Por un instante, hubo un silencio, roto sólo por el musical sonido de una tía al beber coñac con soda y yo tomándome una taza de café. Después, dejó su vaso alto y tomó aliento.
—Bertie —dijo—, deseo empezar por decir unas palabras acerca de sir Watkyn Bassett, comendador de la Orden del Imperio Británico. Que el pulgón ataque sus rosas. Que su cocinero se emborrache la noche de una gran cena. Que todas sus gallinas cojan la modorra.
—¿Cría gallinas? —pregunté.
—Que su cisterna tenga una fuga, y que las hormigas blancas, si existen en Inglaterra, le corroan los cimientos de Totleigh Towers. Y cuando avance por el pasillo central de la iglesia con su hija Madeline, para entregarla a ese asno de Spink-Bottle, que le coja un ataque de estornudos y descubra que ha salido de casa sin pañuelo.

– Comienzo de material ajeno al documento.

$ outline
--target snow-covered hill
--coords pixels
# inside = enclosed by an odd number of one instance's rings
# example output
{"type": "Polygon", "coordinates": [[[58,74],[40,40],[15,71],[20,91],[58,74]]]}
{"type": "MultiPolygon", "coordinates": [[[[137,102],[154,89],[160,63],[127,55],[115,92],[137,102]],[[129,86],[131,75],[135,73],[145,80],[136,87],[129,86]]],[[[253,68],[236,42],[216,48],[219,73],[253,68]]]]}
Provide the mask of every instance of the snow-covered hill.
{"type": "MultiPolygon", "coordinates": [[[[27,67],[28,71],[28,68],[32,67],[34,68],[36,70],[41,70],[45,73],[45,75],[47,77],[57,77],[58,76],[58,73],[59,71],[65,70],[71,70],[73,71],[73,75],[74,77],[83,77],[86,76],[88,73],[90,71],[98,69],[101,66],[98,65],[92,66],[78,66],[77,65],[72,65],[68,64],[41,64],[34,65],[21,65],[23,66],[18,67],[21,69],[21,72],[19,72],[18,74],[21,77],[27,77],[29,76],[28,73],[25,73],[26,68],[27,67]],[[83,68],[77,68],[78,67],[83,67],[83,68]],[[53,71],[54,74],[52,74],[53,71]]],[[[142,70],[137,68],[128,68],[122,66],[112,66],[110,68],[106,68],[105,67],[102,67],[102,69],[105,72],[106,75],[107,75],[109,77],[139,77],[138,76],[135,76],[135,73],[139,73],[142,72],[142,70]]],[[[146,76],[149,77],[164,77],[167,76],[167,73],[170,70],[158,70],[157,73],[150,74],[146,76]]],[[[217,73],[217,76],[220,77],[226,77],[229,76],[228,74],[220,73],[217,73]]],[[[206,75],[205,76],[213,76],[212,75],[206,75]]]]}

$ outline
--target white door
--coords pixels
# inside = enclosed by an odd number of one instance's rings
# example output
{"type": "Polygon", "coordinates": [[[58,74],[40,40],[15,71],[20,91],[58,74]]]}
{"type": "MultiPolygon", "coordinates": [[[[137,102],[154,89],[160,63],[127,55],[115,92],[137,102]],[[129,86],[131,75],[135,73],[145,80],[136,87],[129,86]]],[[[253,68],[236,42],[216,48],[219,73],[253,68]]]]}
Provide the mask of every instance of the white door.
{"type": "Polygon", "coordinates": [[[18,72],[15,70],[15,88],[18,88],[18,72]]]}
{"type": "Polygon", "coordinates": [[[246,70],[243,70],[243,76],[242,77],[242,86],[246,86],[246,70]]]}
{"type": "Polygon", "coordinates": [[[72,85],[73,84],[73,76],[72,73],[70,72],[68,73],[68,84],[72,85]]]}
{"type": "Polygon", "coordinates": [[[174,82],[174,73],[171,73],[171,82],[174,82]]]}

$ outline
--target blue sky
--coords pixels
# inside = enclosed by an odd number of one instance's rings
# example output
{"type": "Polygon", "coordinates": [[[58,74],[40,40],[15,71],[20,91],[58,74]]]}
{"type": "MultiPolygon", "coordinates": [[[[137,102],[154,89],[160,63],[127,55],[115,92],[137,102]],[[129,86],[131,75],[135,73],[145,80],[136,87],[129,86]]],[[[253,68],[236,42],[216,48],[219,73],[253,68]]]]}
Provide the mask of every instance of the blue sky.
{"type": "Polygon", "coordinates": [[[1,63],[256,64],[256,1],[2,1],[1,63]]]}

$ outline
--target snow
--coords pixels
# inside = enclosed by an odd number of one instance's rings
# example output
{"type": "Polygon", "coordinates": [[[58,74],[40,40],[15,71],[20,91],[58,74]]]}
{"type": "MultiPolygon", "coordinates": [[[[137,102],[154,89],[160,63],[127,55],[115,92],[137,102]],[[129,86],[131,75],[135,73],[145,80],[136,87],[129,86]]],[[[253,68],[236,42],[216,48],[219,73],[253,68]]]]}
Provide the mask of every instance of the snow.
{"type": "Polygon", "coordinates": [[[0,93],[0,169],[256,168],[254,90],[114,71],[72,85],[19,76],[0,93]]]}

Se interrumpió, y me pareció que todo esto, aunque enérgico, no era inoportuno.
—Totalmente —dije—. Estoy de acuerdo contigo in toto. Pero ¿qué ha hecho?
—Te lo diré. ¿Recuerdas aquella vaca-jarrita?
Empecé a comer un huevo frito, temblando un poco.
—¿Si lo recuerdo? Jamás la olvidaré. No lo creerá, tía Dahlia, pero cuando fui a la tienda, ¿quién se hallaba allí por la más asombrosa casualidad si no el propio Bassett…?
—No fue casualidad. Había ido allí a echar una mirada a ese objeto, para ver si era como Tom le había dicho. Porque (¿puedes imaginar semejante locura, Bertie?) ese idiota tío tuyo le había hablado de ella. Habría podido imaginar que ese demonio de hombre urdiría algún plan diabólico para que no la consiguiera. Y lo hizo. Ayer Tom almorzó con sir Watkyn Bassett en el club de éste. En la carta había langosta fría, y este Maquiavelo se la hizo tomar.
La miré con incredulidad.
—No irás a decirme —dije, perplejo, pues conocía el mecanismo intensamente delicado y finamente equilibrado del vientre de mi tío— que el tío Tom comió langosta. Después de lo que sucedió la pasada Navidad…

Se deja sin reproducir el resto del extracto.